7. Sudan: War, between north and south. South wins, takes back Abyei and part of South Kordofan. President Bashir is shipped off to The Hague by his generals.
8. Zimbabwe: Mugabe dies, his loyalists hang on but can’t manage the economic collapse. The opposition takes over.
9. Balkans: Serbia gets candidacy status for the EU but that fails to save President Tadic’s Democratic Party from a parliamentary election defeat. Kosovo meets all the requirements but continues to be denied the European Union visa waiver. Bosnia gets a new government but no constitutional reform.
10. United States: Republicans nominate Mitt Romney. Economy continues slow recovery.

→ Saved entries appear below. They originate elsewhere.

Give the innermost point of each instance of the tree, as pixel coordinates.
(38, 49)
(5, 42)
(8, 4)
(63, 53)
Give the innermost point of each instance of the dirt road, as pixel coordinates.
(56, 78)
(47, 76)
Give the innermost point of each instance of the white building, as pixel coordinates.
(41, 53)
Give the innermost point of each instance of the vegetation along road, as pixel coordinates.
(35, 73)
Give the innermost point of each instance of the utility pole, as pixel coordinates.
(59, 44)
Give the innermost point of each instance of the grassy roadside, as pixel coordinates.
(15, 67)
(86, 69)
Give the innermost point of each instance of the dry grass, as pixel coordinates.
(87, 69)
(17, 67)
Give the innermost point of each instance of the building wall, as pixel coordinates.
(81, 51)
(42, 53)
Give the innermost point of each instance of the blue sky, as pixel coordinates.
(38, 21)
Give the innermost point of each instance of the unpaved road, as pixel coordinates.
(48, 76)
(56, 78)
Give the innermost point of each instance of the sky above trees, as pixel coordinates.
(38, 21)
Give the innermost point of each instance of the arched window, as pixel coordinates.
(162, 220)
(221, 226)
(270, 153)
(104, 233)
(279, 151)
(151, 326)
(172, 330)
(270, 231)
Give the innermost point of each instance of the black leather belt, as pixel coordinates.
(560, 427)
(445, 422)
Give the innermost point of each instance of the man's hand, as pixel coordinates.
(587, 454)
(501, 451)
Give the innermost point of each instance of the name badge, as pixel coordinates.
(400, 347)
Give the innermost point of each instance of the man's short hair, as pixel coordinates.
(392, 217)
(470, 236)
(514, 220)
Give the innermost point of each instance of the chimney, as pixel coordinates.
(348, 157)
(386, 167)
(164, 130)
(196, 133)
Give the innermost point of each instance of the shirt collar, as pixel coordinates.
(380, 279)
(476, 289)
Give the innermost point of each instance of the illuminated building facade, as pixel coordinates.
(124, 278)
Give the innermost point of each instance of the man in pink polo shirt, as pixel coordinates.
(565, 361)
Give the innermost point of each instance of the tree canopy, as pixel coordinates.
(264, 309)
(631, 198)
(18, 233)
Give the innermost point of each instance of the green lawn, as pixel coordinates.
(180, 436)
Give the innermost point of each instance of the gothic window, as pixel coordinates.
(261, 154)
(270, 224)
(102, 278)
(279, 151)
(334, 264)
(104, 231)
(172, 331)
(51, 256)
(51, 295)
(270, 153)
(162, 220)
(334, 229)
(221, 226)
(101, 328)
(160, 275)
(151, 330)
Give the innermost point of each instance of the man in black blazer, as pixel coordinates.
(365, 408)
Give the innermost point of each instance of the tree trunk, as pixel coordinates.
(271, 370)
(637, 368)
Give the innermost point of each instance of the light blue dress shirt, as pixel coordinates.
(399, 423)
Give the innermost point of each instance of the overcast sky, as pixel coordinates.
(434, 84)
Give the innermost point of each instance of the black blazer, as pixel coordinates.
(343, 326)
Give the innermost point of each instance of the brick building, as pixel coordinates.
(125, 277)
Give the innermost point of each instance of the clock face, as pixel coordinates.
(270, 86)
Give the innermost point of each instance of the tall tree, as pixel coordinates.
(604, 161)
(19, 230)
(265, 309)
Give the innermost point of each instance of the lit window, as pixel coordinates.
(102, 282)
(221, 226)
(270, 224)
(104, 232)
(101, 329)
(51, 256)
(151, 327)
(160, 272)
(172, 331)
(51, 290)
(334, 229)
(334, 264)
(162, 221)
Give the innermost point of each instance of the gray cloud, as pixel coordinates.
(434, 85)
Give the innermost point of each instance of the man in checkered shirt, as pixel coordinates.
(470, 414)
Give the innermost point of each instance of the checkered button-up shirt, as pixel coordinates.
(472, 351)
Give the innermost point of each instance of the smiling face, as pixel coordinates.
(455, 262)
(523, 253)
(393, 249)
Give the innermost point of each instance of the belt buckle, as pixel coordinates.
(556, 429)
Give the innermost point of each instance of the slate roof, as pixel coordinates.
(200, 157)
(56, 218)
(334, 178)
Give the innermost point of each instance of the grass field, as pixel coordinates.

Barack Obama is reelected, by a smaller margin than in 2008. Al Qaeda succeeds post-election in mounting a non-devastating suicide bombing.
And for extra measure:
11. China: Big real estate crash late in the year cripples Chinese banks and causes bigger problems for the world economy than the euro, which muddles through.
12. Israel/Palestine: Big but largely nonviolent demonstrations on the West Bank. Israelis say “genug ist genug” and unilaterally withdraw from Palestinian population centers.
That should give me something to write about a year from now! None of it should be mistaken for advocacy, and a good bit of it is based on feel rather than analysis.
I reviewed last year’s predictions yesterday.